Confident prediction with low entropy (Figure 3: left chart in blue)
The mean probability distribution shows a sharp peak at class A as all sampled predictions agree strongly on class A (i.e. all softmax outputs peak highly at class A). Therefore the model is confident about its prediction and the entropy is low.
Uncertain prediction with high entropy (Figure 3: right chart in red)
The mean probability distribution shows significant spread over classes other than A. Even when the model assigns high overall probability to class A, the sampled predictions vary significantly (i.e. fluctuation of softmax outputs) and class A may not have been the class with the highest probability in all samples. Therefore the model is uncertain despite appearing quite confident on average, and the entropy is high.

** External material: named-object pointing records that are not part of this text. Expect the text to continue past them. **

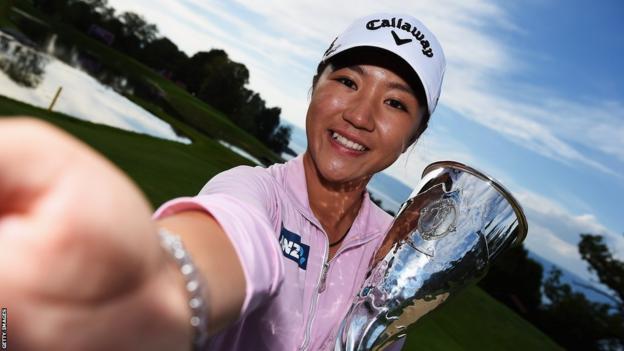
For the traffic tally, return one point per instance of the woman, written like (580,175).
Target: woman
(278,253)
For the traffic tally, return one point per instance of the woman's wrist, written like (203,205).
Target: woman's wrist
(193,284)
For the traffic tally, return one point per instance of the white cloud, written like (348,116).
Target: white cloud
(554,232)
(281,41)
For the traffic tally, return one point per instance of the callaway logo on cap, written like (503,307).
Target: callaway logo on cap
(404,36)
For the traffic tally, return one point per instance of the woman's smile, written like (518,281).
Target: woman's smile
(362,116)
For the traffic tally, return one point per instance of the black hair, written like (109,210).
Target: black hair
(402,68)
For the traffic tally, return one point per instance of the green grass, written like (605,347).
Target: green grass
(187,107)
(471,321)
(163,169)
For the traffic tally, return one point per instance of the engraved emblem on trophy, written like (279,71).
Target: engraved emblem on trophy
(444,237)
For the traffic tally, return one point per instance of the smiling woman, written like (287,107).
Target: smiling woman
(270,259)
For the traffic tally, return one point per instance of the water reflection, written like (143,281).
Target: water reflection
(40,75)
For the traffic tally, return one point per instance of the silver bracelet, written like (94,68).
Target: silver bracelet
(194,286)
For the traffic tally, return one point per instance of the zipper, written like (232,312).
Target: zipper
(312,312)
(321,286)
(323,283)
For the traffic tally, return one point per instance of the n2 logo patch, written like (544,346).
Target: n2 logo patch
(293,249)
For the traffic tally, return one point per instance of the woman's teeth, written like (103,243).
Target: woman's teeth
(347,143)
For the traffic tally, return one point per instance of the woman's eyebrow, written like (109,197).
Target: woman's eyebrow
(402,87)
(356,68)
(390,85)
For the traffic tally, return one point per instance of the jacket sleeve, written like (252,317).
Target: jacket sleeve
(245,203)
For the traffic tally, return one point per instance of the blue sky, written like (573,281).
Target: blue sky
(533,93)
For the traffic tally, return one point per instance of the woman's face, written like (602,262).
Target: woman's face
(360,119)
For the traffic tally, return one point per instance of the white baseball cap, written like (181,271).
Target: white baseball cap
(404,36)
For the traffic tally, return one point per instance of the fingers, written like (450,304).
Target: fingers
(32,154)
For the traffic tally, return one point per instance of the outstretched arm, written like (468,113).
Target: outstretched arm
(81,266)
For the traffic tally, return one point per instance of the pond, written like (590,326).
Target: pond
(34,77)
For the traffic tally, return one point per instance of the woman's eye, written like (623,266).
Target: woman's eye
(347,82)
(396,104)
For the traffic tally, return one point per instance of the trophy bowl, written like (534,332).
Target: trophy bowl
(444,237)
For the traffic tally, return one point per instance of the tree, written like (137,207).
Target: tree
(515,279)
(609,270)
(577,323)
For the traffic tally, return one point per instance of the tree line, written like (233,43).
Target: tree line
(559,310)
(211,76)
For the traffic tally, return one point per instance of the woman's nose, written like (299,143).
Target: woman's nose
(360,113)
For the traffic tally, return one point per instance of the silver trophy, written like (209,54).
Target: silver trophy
(444,237)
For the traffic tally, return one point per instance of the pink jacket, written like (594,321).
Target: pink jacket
(295,298)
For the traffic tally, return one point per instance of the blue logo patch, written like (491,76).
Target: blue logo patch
(293,249)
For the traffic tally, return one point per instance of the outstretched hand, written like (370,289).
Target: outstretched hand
(80,263)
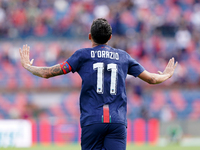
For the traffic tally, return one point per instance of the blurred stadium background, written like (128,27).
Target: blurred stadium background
(151,31)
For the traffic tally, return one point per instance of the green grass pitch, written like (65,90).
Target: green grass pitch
(77,147)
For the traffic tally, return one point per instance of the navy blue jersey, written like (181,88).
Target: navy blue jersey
(103,70)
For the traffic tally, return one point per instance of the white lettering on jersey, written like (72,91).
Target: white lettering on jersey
(104,54)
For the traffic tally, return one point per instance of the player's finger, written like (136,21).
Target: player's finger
(20,52)
(26,49)
(168,63)
(23,49)
(175,65)
(172,63)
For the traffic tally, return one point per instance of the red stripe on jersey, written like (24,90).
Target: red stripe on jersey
(66,68)
(106,115)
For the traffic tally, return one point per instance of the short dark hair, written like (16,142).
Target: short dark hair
(100,31)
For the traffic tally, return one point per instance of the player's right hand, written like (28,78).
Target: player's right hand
(24,55)
(169,68)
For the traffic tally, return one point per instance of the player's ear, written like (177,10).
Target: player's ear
(89,36)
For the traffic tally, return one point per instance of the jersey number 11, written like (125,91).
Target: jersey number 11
(100,77)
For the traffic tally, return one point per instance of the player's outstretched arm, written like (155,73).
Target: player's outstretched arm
(153,78)
(44,72)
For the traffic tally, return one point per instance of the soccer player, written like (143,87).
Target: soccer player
(103,101)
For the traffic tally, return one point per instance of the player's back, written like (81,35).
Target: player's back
(103,70)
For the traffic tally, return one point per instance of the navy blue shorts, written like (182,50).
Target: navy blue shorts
(105,136)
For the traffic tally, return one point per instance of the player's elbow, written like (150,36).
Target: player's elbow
(152,80)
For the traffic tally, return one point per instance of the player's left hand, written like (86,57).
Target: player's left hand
(24,54)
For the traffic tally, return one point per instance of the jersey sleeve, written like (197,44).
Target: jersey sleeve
(75,61)
(66,68)
(135,68)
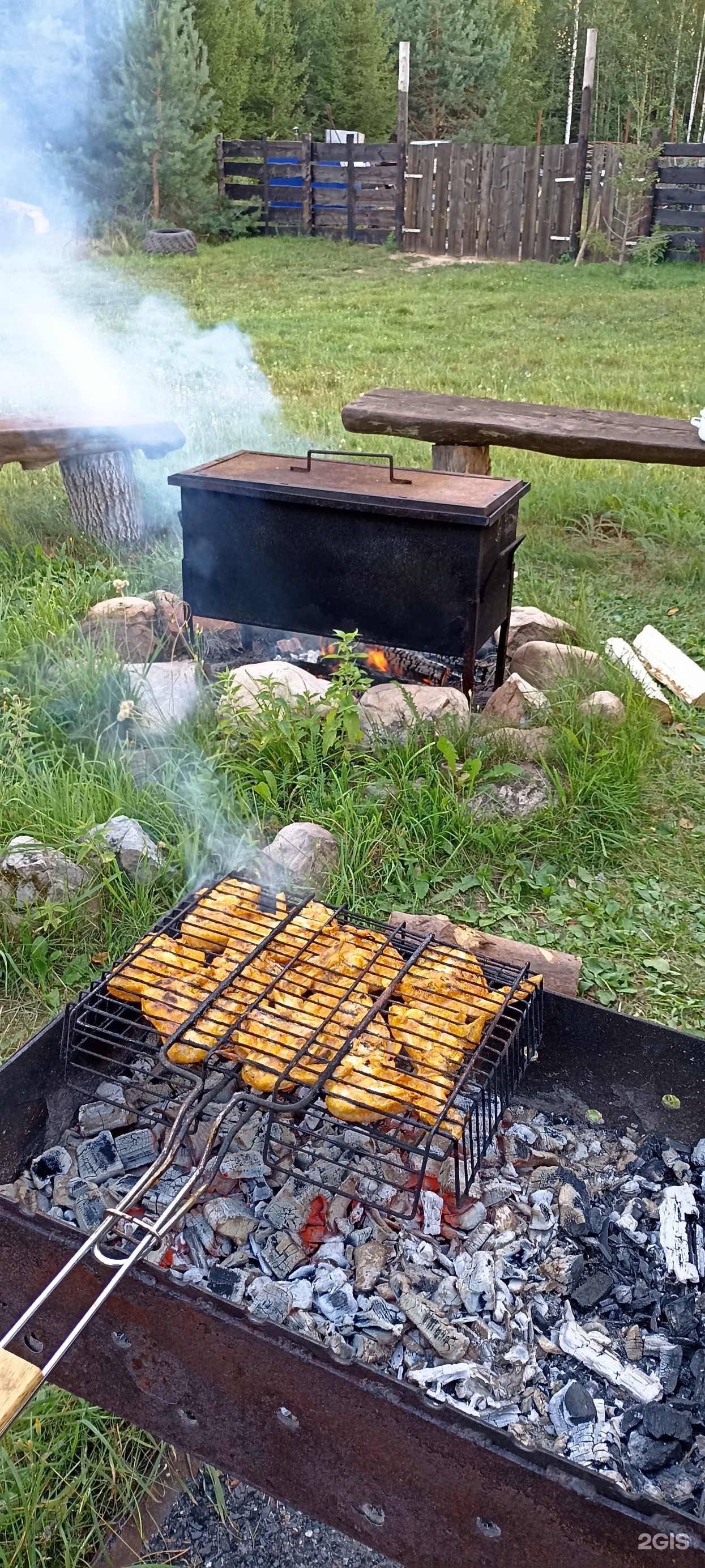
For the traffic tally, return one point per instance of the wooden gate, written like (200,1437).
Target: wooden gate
(340,190)
(489,203)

The key insight is that when making judgments on predictions made by neural networks, it is generally inadequate to decide based on only the modal (highest probability) class. Rather, we should also consider the uncertainty associated with the prediction. While we could adopt a prediction having high probability and low uncertainty, it is crucial to perform a risk assessment on a prediction having high probability and high uncertainty.
Mitigating overfitting and co-adaptation
Large neural networks such as LLMs are trained on vast and complex data. During training, a large enough model could inadvertently learn the random noise inherent in the training data or even outliers. This results in overfitting. The model fails to generalize to unseen data, essentially memorizing the training examples (including the random noise and outliers) instead of adequately learning the underlying patterns and relationships within the data. As a result, it performs deceptively well on the training data but becomes unreliable in making inferences on new input data.

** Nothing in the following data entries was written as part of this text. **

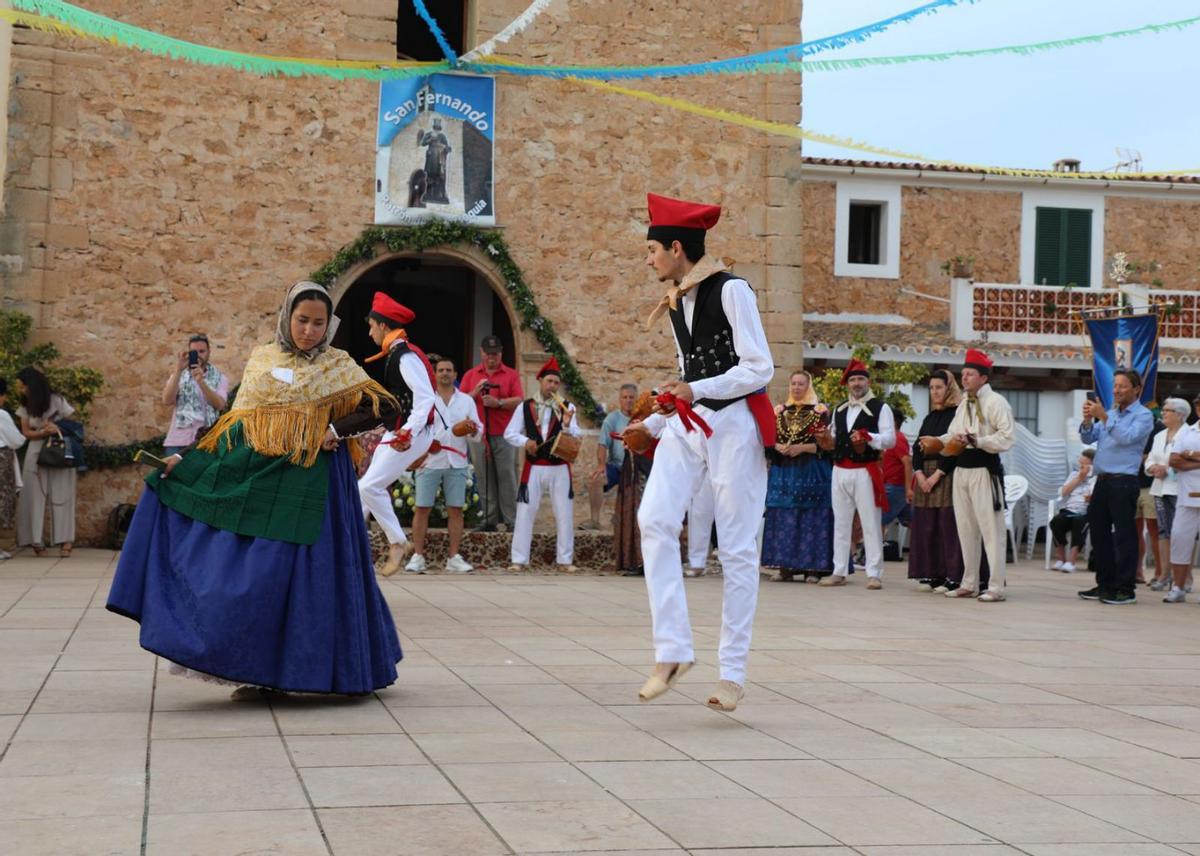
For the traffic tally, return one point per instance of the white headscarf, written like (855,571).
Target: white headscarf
(283,331)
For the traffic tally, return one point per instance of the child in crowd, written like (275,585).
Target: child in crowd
(1072,516)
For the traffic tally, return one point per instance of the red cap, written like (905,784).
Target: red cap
(855,367)
(551,367)
(676,220)
(978,360)
(389,311)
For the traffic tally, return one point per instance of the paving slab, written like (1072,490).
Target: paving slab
(875,724)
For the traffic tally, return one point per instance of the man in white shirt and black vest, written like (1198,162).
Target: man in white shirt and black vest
(725,365)
(534,426)
(983,429)
(863,428)
(409,377)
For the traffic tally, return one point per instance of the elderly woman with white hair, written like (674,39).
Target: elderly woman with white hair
(1165,486)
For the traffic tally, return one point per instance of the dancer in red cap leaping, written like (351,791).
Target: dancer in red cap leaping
(725,364)
(409,377)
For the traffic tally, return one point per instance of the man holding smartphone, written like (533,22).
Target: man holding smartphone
(198,393)
(497,391)
(1120,435)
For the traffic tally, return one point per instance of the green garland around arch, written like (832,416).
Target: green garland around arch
(444,233)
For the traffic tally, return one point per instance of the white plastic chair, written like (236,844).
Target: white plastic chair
(1015,488)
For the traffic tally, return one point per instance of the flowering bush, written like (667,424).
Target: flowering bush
(403,497)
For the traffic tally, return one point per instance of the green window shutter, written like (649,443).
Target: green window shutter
(1062,252)
(1078,255)
(1048,247)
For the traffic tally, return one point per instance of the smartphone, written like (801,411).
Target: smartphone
(145,458)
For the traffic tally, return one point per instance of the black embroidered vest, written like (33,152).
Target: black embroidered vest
(708,347)
(533,431)
(869,420)
(395,383)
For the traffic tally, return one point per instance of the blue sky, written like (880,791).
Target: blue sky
(1138,93)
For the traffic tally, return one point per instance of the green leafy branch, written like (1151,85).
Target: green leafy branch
(831,391)
(443,233)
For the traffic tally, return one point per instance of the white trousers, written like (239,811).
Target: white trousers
(978,524)
(700,527)
(1185,530)
(387,466)
(555,480)
(855,491)
(735,467)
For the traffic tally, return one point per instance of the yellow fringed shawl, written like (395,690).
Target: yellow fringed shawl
(286,402)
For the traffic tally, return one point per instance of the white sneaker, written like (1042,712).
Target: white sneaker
(1176,596)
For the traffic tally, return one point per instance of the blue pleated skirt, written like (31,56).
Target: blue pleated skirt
(303,618)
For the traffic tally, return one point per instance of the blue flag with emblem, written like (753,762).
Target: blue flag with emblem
(1126,342)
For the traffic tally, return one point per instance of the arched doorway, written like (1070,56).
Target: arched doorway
(455,306)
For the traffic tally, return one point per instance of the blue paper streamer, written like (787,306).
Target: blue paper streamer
(736,64)
(447,51)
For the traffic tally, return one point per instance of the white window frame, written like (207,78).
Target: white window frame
(876,192)
(1033,199)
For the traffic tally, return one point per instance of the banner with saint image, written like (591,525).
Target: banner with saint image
(1125,342)
(435,150)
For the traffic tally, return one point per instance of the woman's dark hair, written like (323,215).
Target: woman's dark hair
(37,391)
(315,295)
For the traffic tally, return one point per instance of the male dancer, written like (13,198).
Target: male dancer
(863,426)
(534,426)
(409,377)
(983,425)
(725,363)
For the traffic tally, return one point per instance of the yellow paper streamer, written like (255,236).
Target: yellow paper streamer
(796,132)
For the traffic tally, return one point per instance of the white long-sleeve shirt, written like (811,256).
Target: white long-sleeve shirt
(755,366)
(418,379)
(1161,455)
(448,414)
(887,435)
(995,431)
(515,432)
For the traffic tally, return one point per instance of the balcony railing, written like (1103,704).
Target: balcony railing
(1050,315)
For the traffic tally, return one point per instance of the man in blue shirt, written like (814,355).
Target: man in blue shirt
(1120,435)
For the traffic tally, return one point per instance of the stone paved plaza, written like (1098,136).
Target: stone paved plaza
(883,723)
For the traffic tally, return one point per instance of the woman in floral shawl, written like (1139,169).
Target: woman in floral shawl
(247,560)
(798,528)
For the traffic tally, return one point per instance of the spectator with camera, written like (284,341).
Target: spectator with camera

A large enough model could also be more susceptible to learning highly correlated behaviours amongst its weights, a phenomenon termed co-adaptation. When this happens, the weights do not capture independent but inter-related features and less useful narrow features. Consequently, when one neuron receives a low quality input leading to an inaccurate output, the co-adapted neurons, being highly-correlated, are likely to be impacted as well. Overall, this leads to a loss of generalization ability.
Dropout is one type of neural network regularization methods to reduce model overfit and co-adaptation. Dropout nullifies a random set of neurons in every training iteration, such randomness disrupts any memorization that could potentially take place in any neuron, thereby preventing model overfit to specific training examples. In addition, since a different network structure is realized from every dropout configuration sampled, the network distributes the learning of important features over a larger number of neurons. This redundancy enhances the model’s generalization to unseen data. Finally, as neurons are randomly dropped, co-adaptation between them is broken and they are encouraged to learn useful independent features, resulting in a more efficient model. The model also becomes more robust, not failing on specific feature interactions that do not hold well beyond the training data distribution.
Conclusion
In this post, we demonstrated how dropout can be a practical and more cost-effective method than BNNs for estimating the model’s prediction uncertainty given an input. In particular, the sample variance of a number of predictions from the given input can be computed to estimate how uncertain the model is about its regression task; while for classification tasks the entropy of the mean softmax outputs can be used. Finally, besides uncertainty estimation, dropout had been shown to be effective against overfitting, allowing the model to generalize better to unseen examples than models trained without dropout.
Disclaimer: The statements and opinions expressed in this article are those of the author(s) and do not necessarily reflect the positions of Thoughtworks.